In his first start in 11 nights, Markstrom stopped 30 of 31 shots and was extremely sharp over the final 40 minutes of regulation time when the Canucks, looking tired after their fortnight away from home, were outshot 25-13.
By contrast, Bruin goalie Jaroslav Halak got a piece of Horvat’s winner but was awful on Brandon Sutter’s scuff-in that made it 1-0 for the Canucks just 3:40 into the game.
Nordstrom eventually tied it for the Bruins at 7:45 of the third period, using defenceman Ben Hutton as a screen while rifling a wrist shot past Markstrom’s glove.
“If you want to play, you’ve got to play good,” Markstrom said. “And I want to play. It’s nice to see Nilsson playing good and the team getting wins, but you want to be in there, too. Me and Nils push each other every day, so it’s good.”
Markstrom conceded the time off on the road allowed him to reset and work extensively with new goaltending coach Ian Clark on technical changes.

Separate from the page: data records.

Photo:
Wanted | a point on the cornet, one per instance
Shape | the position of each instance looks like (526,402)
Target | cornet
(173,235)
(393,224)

“We had pretty much over a week working on stuff every day,” Markstrom said. “It’s been going good but at the same time, when you come out there (to play), you’ve got to just let it come to you and if it’s ready to come into your game, it’s ready.”
The Canucks, at least, were ready for overtime.

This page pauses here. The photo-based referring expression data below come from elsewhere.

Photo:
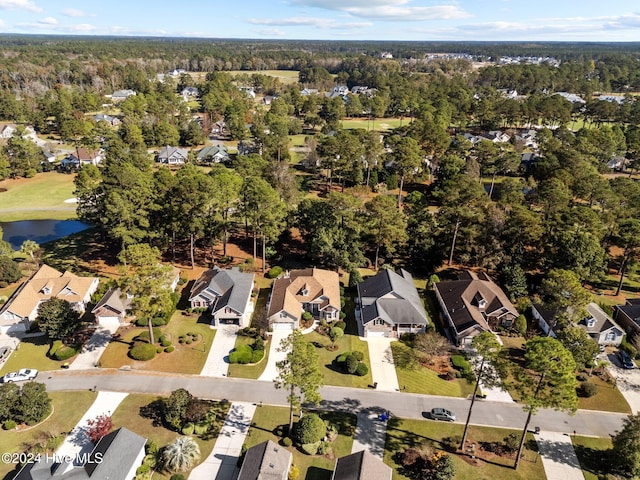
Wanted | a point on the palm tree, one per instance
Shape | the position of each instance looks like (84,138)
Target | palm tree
(181,455)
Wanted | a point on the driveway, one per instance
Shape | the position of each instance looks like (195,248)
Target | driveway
(217,364)
(383,370)
(558,456)
(92,351)
(271,371)
(222,463)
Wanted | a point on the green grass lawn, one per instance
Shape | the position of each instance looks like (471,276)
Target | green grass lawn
(31,353)
(268,418)
(128,415)
(40,197)
(253,370)
(68,409)
(185,358)
(593,455)
(426,381)
(348,343)
(404,433)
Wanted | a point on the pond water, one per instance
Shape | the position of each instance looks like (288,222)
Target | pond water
(40,231)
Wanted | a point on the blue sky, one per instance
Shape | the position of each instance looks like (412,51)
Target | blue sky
(558,20)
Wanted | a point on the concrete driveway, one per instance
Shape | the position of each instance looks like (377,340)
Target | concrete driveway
(217,364)
(383,370)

“My first four years, I sucked in overtime,” Horvat said. “I got scored on all the time. It’s definitely something I want to be better at this year. Brock and I have some good chemistry out there and thankfully the pucks are going in right now.”
The winning combination – Boeser to Horvat – was the reverse of the Canucks’ game-winning goal Tuesday in Pittsburgh, when Boeser scored from a Horvat pass in overtime. Boeser didn’t initially see the puck go in that night, and his celebration after setting up Horvat on Saturday was far more effusive.

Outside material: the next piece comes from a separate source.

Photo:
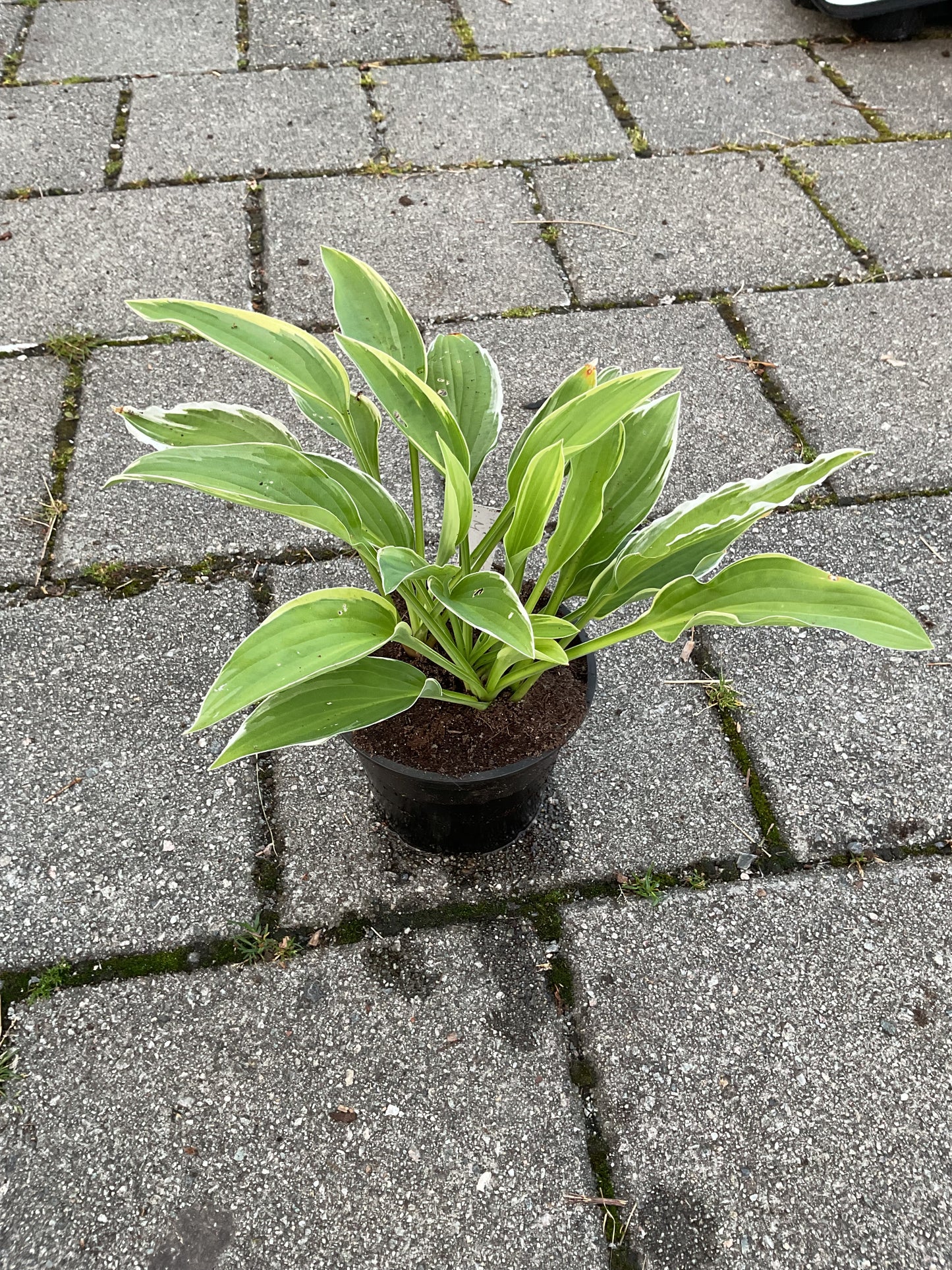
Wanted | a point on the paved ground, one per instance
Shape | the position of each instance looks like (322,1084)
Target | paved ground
(712,979)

“I saw all of this one luckily,” Boeser said. “It was a great play by Bo to get it over to me, and I just wanted to get it back to him because the puck was rolling. Thankfully, it got to him because I was gassed and needed a change after that.”
A lot of the Canucks looked gassed in the first game at home, preceded by travel, after the last six on the road.
“Game by game, we’re creating an identity for ourselves,” Horvat said. “We’re playing hard every night. Our compete level is there, and our resiliency. I think this says a lot about our club right now.”